FTSmartAudit: A Knowledge Distillation-Enhanced Framework for Automated Smart Contract Auditing Using Fine-Tuned LLMs
Zhiyuan Wei, Jing Sun, Zijian Zhang, Xianhao Zhang, Zhe Hou
TL;DR
This work tackles the challenge of efficiently auditing smart contracts with high privacy by training compact, fine-tuned LLMs. It introduces HKT-SmartAudit, a multi-stage distillation framework that transfers knowledge from large teachers to smaller students using direct labeling, expansion, expert, and self-knowledge distillation, complemented by reinforcement learning with a reward model. The approach yields HKT-vul and HKT-mix model variants that outperform traditional static analysis tools and larger models across standard and real-world vulnerability datasets, while reducing inference outputs and maintaining robustness. The framework demonstrates practical potential for secure, scalable smart contract auditing and offers extensibility to other domain-specific tasks requiring LLM-based analysis.
Abstract
The rapid growth of blockchain technology has driven the widespread adoption of smart contracts.
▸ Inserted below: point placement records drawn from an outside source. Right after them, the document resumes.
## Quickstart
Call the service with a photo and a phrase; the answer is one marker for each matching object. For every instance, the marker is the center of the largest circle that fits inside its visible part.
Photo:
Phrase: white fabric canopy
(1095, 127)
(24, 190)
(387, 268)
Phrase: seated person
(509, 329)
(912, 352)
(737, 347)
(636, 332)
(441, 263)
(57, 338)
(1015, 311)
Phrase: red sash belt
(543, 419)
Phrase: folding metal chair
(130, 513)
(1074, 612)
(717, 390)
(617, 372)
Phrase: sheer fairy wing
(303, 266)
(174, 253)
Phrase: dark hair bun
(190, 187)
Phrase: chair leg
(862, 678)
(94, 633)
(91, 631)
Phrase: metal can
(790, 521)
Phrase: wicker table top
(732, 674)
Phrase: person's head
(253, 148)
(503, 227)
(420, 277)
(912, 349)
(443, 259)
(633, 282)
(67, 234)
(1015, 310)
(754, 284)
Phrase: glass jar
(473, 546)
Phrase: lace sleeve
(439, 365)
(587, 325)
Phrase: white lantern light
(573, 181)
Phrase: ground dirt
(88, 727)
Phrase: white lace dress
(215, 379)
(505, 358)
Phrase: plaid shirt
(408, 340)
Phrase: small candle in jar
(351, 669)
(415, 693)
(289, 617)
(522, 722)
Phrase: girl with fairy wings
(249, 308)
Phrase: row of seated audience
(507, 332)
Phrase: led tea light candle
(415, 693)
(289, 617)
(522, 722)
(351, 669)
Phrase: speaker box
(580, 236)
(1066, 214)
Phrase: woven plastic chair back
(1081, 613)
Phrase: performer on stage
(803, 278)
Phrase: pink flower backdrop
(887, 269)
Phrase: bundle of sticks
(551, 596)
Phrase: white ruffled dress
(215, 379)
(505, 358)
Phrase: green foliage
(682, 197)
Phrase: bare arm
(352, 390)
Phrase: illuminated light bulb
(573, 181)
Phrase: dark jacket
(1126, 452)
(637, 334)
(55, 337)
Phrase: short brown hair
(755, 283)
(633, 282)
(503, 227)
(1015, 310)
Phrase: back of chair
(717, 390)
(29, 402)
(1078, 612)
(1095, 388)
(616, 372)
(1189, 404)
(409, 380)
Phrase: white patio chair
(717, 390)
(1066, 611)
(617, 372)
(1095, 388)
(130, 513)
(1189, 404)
However, their inherent vulnerabilities have led to significant financial losses. Traditional auditing methods, while essential, struggle to keep pace with the increasing complexity and scale of smart contracts. Large Language Models (LLMs) offer promising capabilities for automating vulnerability detection, but their adoption is often limited by high computational costs. Although prior work has explored leveraging large models through agents or workflows, relatively little attention has been given to improving the performance of smaller, fine-tuned models--a critical factor for achieving both efficiency and data privacy. In this paper, we introduce HKT-SmartAudit, a framework for developing lightweight models optimized for smart contract auditing. It features a multi-stage knowledge distillation pipeline that integrates classical distillation, external domain knowledge, and reward-guided learning to transfer high-quality insights from large teacher models. A single-task learning strategy is employed to train compact student models that maintain high accuracy and robustness while significantly reducing computational overhead. Experimental results show that our distilled models outperform both commercial tools and larger models in detecting complex vulnerabilities and logical flaws, offering a practical, secure, and scalable solution for smart contract auditing. The source code is available at Github repository.